What do you say when your only daughter admits to being a lesbian? You say nothing; your tears say everything. For my friend “Leila,” it is a moment no mother—or father—is ever prepared for. She and her husband “Orly” were thrilled to be treated to lunch at a high-end mall by their only daughter, 30-year-old “Chesca,” after almost a year of living alone in her own pad. But somewhere between the main course and dessert, Chesca dropped the bomb: she’s a homosexual, and in fact has a female partner sharing her condo.
Leila said she and Orly were both too stunned to speak. She was on the verge of tears and yet held them back lest the other diners noticed. She couldn’t believe her ears, and although she felt it would be utterly wrong to say “It’s okay, we love you no matter what,” she found herself mouthing those words. She added: “Nag-beso-beso pa nga kami nung partner niya” when Chesca, feeling accepted, called up her partner (waiting in a nearby café) to join them.
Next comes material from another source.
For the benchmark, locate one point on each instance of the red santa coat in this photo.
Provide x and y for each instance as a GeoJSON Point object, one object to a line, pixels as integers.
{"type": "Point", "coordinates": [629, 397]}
Back home, the rest of the day was flooded with tears for Leila and Orly. Where did they go wrong—they would re-examine the past. They have four sons and a daughter, and sent them all to good Catholic schools. Like all parents they looked forward to having grandchildren and happy marriages for all of them. And because Chesca is the only girl, Leila had even fonder dreams for her, including that one shining event when she would march down the aisle as the mother of the bride. “We raised them well, they were good and well-behaved kids. What happened?” They never would have guessed their only daughter would turn out a lesbian—or were they in denial?
It now came into light—that one incident when Chesca was a little girl, Leila recalled. She had bought a really pretty and expensive dress for her to wear to a family reunion but the girl doggedly refused to wear it despite her mother’s pleas. It was Orly who successfully goaded her to wear the special dress, but Chesca pouted and sulked all day. Should we have taken a hint then, she mused.
“But it’s too late to change things, she says she’s very happy now,” Leila said, “we can’t even tell her it’s a sin, because that might alienate her. They hear Sunday Mass regularly and receive communion but I dare not challenge that. Chesca is a polished debater—she’s even smarter than our smartest boy—I don’t think I can win any argument with her.”
Leila and Orly still hope against hope that Chesca would revert to being straight. They are still coping with the initial shock, and wouldn’t know how to disclose it to Chesca’s brothers, uncles, aunts, cousins, grandmothers. Confused, Leila asks me: “How do we open it? It’s such a shame. There has never been a same-sex couple in the clan. Should we just invite Chesca’s partner to our next family gathering and let them disclose themselves? I’m sure it will be embarrassing because Orly and I are not really comfortable with their so-called love relationship. We smile and hug on the outside but inside we are sad and don’t understand it. What would you say to Chesca if you were us?”
Tall order. All I can offer is empathy, though I told Leila that instead of thinking of what to say to her daughter she should just take a deeper look into herself, stop crying over what might have been, let go her dreams for her, of someday bonding with her as they share motherhood stories. It’s a bitter cup to drink but Leila needs to face the reality of the moment, and trust that all that is happening in Chesca’s life is part of her journey towards finding herself in the love of God.
Chesca is 30; in choosing to love another woman instead of a man she used her God-given free will. Our paths to fulfillment are as individual as our fingerprints. Life is full of mysteries. Who knows—perhaps it is in that relationship where Chesca may eventually learn to desire God as her one true love. Perhaps Chesca will one day realize that happiness with a lover is not a peaches-and-cream-forever-and-ever thing; nor is it enough to fulfill oneself as a human being.
With her lady love time will come when she may have to struggle against all that couples go through: jealousy, infidelity, power play, envy, fights, betrayals, all sorts of abuse, even violence. Chesca probably feels on top of the world right now but once the initial blush of romance fades, she will need Someone more brilliant than herself to show her the way to the Love that never dies. And that is why she needs to be reminded most of all that she has a Friend in God.
As a final note I told Leila that maybe her parenting dilemma now is teaching her to love selflessly and unconditionally. No matter how carefully we raise our children, we come to the point when we have to surrender control as parents. Their life is now their own to live. Especially their love life. But although we shouldn’t pick love partners for them, we can always remind them to always nurture their Friendship with God. And that’s the truth.